Il tintinnio delle posate scandisce i movimenti di Francisco. Seduto al tavolo di fronte a me, vestito nel suo abito migliore, mangia con gran gusto la frittura di pesce che la cuoca ha preparato.

Mia madre, al mio fianco, mangia in silenzio, pare che neanche respiri, tanto è decisa a non irritare il padrone di casa. Teme che lui usi qualsiasi scusa per mandarla via, e non sopporta il pensiero di separarsi da me.

Il pasto è innaffiato dal vino, anche questo, come il gin, Francisco lo fa arrivare dall'Europa. Stringo un tovagliolo, nella mia testa cerco mille spiegazioni su come sia possibile che a Corte, in Spagna, nessuno faccia nulla per controllare lo stato di quest'isola. Com'è possibile che i genitori di Juan si siano disinteressati a lui in questo modo? Com'è possibile che Francisco possa ancora rapire omega persino nelle isole vicine e nel continente per usarli nelle sue terre?

«Cosa avete, caro?», domanda Francisco.

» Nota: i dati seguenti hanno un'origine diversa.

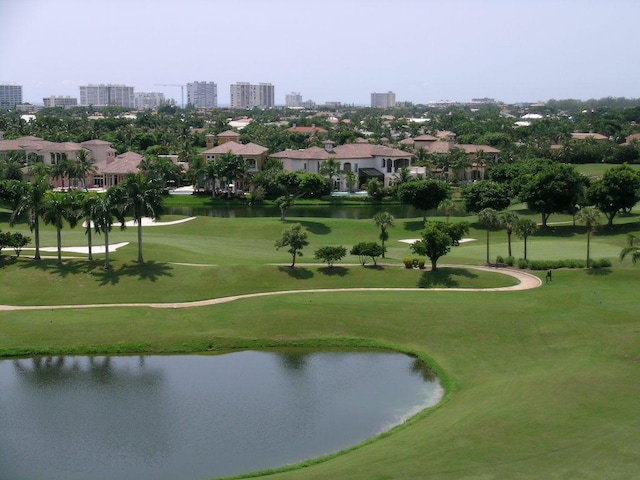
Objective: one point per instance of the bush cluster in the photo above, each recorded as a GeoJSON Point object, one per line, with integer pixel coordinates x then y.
{"type": "Point", "coordinates": [554, 264]}
{"type": "Point", "coordinates": [413, 262]}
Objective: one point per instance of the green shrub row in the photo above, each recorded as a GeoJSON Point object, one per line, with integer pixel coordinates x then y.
{"type": "Point", "coordinates": [413, 263]}
{"type": "Point", "coordinates": [554, 264]}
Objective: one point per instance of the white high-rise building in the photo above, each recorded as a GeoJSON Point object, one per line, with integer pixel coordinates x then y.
{"type": "Point", "coordinates": [383, 100]}
{"type": "Point", "coordinates": [202, 94]}
{"type": "Point", "coordinates": [59, 101]}
{"type": "Point", "coordinates": [293, 100]}
{"type": "Point", "coordinates": [10, 96]}
{"type": "Point", "coordinates": [246, 95]}
{"type": "Point", "coordinates": [107, 95]}
{"type": "Point", "coordinates": [148, 100]}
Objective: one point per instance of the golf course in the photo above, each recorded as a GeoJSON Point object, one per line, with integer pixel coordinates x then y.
{"type": "Point", "coordinates": [539, 383]}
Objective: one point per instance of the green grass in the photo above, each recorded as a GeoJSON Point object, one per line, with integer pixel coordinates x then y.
{"type": "Point", "coordinates": [541, 383]}
{"type": "Point", "coordinates": [598, 169]}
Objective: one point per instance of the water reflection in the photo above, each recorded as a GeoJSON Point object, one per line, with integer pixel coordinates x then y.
{"type": "Point", "coordinates": [167, 417]}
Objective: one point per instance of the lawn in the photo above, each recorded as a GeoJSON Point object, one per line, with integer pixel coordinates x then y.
{"type": "Point", "coordinates": [541, 383]}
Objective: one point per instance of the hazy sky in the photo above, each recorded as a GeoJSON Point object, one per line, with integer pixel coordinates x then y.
{"type": "Point", "coordinates": [328, 50]}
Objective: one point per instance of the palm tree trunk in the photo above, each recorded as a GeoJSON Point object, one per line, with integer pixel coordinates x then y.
{"type": "Point", "coordinates": [59, 239]}
{"type": "Point", "coordinates": [140, 259]}
{"type": "Point", "coordinates": [106, 249]}
{"type": "Point", "coordinates": [487, 245]}
{"type": "Point", "coordinates": [89, 241]}
{"type": "Point", "coordinates": [36, 230]}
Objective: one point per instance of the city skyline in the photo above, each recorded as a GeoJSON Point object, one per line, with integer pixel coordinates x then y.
{"type": "Point", "coordinates": [423, 51]}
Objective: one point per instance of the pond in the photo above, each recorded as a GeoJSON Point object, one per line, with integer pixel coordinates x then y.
{"type": "Point", "coordinates": [353, 212]}
{"type": "Point", "coordinates": [198, 416]}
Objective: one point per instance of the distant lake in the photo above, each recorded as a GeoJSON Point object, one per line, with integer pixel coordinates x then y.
{"type": "Point", "coordinates": [198, 416]}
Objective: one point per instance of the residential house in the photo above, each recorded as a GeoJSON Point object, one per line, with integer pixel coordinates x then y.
{"type": "Point", "coordinates": [444, 144]}
{"type": "Point", "coordinates": [367, 161]}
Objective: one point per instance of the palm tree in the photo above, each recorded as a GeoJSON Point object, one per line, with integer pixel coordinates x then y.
{"type": "Point", "coordinates": [489, 218]}
{"type": "Point", "coordinates": [105, 210]}
{"type": "Point", "coordinates": [508, 220]}
{"type": "Point", "coordinates": [58, 208]}
{"type": "Point", "coordinates": [383, 220]}
{"type": "Point", "coordinates": [32, 202]}
{"type": "Point", "coordinates": [83, 167]}
{"type": "Point", "coordinates": [632, 248]}
{"type": "Point", "coordinates": [88, 212]}
{"type": "Point", "coordinates": [330, 168]}
{"type": "Point", "coordinates": [524, 228]}
{"type": "Point", "coordinates": [141, 197]}
{"type": "Point", "coordinates": [591, 218]}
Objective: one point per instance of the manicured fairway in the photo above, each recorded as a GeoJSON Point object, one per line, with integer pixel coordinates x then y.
{"type": "Point", "coordinates": [541, 383]}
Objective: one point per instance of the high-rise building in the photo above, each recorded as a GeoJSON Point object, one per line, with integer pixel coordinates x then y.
{"type": "Point", "coordinates": [107, 95]}
{"type": "Point", "coordinates": [148, 100]}
{"type": "Point", "coordinates": [383, 100]}
{"type": "Point", "coordinates": [59, 101]}
{"type": "Point", "coordinates": [10, 96]}
{"type": "Point", "coordinates": [246, 95]}
{"type": "Point", "coordinates": [202, 94]}
{"type": "Point", "coordinates": [293, 100]}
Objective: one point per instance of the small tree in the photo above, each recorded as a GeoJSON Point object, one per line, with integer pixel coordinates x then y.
{"type": "Point", "coordinates": [591, 218]}
{"type": "Point", "coordinates": [365, 250]}
{"type": "Point", "coordinates": [508, 221]}
{"type": "Point", "coordinates": [383, 221]}
{"type": "Point", "coordinates": [17, 241]}
{"type": "Point", "coordinates": [524, 228]}
{"type": "Point", "coordinates": [632, 249]}
{"type": "Point", "coordinates": [489, 218]}
{"type": "Point", "coordinates": [294, 238]}
{"type": "Point", "coordinates": [284, 203]}
{"type": "Point", "coordinates": [330, 254]}
{"type": "Point", "coordinates": [435, 243]}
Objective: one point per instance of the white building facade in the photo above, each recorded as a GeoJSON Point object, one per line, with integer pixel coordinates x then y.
{"type": "Point", "coordinates": [10, 96]}
{"type": "Point", "coordinates": [107, 95]}
{"type": "Point", "coordinates": [202, 94]}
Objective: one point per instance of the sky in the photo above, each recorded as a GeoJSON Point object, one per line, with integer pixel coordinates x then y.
{"type": "Point", "coordinates": [329, 50]}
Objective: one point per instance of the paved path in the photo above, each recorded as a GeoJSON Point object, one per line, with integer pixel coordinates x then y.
{"type": "Point", "coordinates": [526, 281]}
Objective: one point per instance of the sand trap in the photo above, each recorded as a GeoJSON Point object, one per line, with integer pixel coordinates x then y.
{"type": "Point", "coordinates": [414, 240]}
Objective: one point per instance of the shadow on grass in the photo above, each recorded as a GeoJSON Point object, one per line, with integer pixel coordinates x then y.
{"type": "Point", "coordinates": [317, 228]}
{"type": "Point", "coordinates": [444, 277]}
{"type": "Point", "coordinates": [414, 226]}
{"type": "Point", "coordinates": [7, 260]}
{"type": "Point", "coordinates": [599, 272]}
{"type": "Point", "coordinates": [334, 271]}
{"type": "Point", "coordinates": [299, 273]}
{"type": "Point", "coordinates": [64, 269]}
{"type": "Point", "coordinates": [150, 271]}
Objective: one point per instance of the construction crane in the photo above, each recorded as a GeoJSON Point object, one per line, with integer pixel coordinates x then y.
{"type": "Point", "coordinates": [173, 85]}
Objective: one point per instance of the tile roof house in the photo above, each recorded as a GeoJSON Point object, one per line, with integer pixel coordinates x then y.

Il suo tono è mellifluo e ipocrita, a nessuno che ci sia caro si farebbe quello che quest'alfa ha fatto a me.

Guarda il mio piatto, e corruga la fronte. «Mangiate, santo cielo, non vorrete far morire di fame mio figlio».

«Non aspetto nessun bambino», sibilo. Mento, dentro di me sento la vita sbocciare, il mio corpo modificarsi come è accaduto quasi un anno fa quando Juan ha fatto nascere in me la vita. Nostro figlio... dove sarà Angel adesso? Francisco mi rassicura sul suo stato e non smette di puntualizzare che se mi comporterò bene con lui, non avrò motivo di temere nulla. Rispetta gli accordi, mi dice.

Mia madre mi rivolge uno sguardo preoccupato.

Francisco si pulisce le labbra con un tovagliolo. «Se davvero non aspettate mio figlio, saremo costretti a ripetere quello che abbiamo fatto le ultime volte che avete avuto il calore».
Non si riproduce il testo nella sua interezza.